Phase one and two of Bakheng Water Treatment Plant has a combined production capacity of 390,000 cubic meters of water per day. The project has contributed to 170,000 new connections to the water supply network, including disadvantaged households, and 25,000 connections to commercial establishments and factories.

Minister of Industry, Science, Technology and Innovation Hem Vanndy lauded the EU for its continued support via grant funding to help Cambodia meet its goal of clean water access by the end of 2025.

“The project is beginning, and as you have seen water pipes have just arrived and we will connect the water supply network according to our schedule. By the end of 2025, we will have no problem [accessing clean water],” he said.

Thanks to the EU’s support, there are 898 kilometers of connections, so hundreds of households are benefiting, Vanndy mentioned. The $13 million grant for clean water network expansion would help people with reduced income, like those living in the city outskirts.

Aside from the clean water project, the EU and Cambodian government launched four programs to promote sustainability and energy efficiency in the country, including a $53.1 million initiative to improve technical education on Tuesday.

Urpilainen, who was on a two-day visit to Cambodia, also finalized three other programs at the Ministry of Economy and Finance, which were funded by the EU and Germany.
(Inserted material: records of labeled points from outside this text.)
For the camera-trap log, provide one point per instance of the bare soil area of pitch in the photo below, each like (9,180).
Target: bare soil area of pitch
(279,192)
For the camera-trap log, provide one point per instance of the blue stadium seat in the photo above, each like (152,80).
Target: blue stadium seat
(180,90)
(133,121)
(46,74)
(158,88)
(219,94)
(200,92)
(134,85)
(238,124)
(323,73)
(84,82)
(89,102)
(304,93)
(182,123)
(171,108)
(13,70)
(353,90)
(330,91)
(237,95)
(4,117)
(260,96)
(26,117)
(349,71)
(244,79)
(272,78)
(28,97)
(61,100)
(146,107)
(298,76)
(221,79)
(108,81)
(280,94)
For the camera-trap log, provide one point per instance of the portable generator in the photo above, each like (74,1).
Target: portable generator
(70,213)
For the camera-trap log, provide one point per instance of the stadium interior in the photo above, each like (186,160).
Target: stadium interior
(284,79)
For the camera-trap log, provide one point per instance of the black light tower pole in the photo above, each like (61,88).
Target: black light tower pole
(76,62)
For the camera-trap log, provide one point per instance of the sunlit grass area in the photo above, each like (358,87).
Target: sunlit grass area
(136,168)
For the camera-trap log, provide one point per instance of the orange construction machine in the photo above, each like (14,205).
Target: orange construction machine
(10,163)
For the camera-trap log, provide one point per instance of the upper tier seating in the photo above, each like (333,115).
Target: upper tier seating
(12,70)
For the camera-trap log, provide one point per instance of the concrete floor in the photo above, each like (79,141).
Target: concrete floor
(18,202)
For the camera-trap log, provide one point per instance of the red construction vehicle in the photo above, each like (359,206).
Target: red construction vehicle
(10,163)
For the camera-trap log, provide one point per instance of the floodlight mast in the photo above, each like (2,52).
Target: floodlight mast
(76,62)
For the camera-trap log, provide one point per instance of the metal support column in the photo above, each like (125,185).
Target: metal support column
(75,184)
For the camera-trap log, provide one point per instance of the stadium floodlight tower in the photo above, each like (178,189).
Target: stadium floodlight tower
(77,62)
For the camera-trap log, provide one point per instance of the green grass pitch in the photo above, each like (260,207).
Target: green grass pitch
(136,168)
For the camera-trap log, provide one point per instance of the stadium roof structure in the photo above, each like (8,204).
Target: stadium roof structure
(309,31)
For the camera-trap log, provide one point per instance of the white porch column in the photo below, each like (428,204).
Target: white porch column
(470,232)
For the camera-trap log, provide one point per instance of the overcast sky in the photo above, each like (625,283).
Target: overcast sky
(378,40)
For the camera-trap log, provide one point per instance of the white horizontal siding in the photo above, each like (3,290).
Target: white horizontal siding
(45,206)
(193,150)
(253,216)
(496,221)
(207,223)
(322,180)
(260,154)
They comprise grants of $18.4 million for enhancing agricultural and food systems, $6.5 million for sustainable energy development, and a $7.6 million program focusing on trade and the private sector.

Meanwhile, People’s Center for Development and Peace president Yang Kim Eng said there are a few places in the city which remain challenging for people to access clean water, especially during the dry season as the water pressure is low.

“The health of citizens will be affected when they can’t access clean water, and also affect their right to state public services,” he said.

He believed that funding by the EU will address clean water shortages in Phnom Penh and surrounding areas of the city.

“We hope with the EU funding, we will have adequate water so there will be no worry compared to the past when water supply was low,” Kim Eng said.

Keo Nimol, a 39-year-old resident in Pur Senchey district, related her experience when there was a water shortage and could not access state-owned Phnom Penh Water Supply Authority’s (PPWSA) clean water network.

“We experienced a lot of challenges such as inadequate water for consumption during the dry season or when prices are high. Some days, there was no water at all,” Nimol said.

Previously, they had to rely on private water connections, which cost 3,500 riel per cubic meter, but now they pay 700 riel for clean water supply from PPWSA.

“For about 30 years, we didn’t have water supply from the state-owned company, but now we’re happy to have enough water for consumption,” Nimol said. Last February, PPWSA connected water pipes for 90 families who live along the railway line in Pur Senchey district.

PPWSA director Long Naro said phase three of the water treatment plant has a capacity of 195,000 cubic meters per day.

“There’s no water shortage this dry season with regards to PPWSA’s clean water supply network,” he said. 

The current water production capacity is one million cubic meters per day. Daily water demand is about 860,000 cubic meters. Every year, the authority expands the water supply network to between 3,000 and 4,000 customers.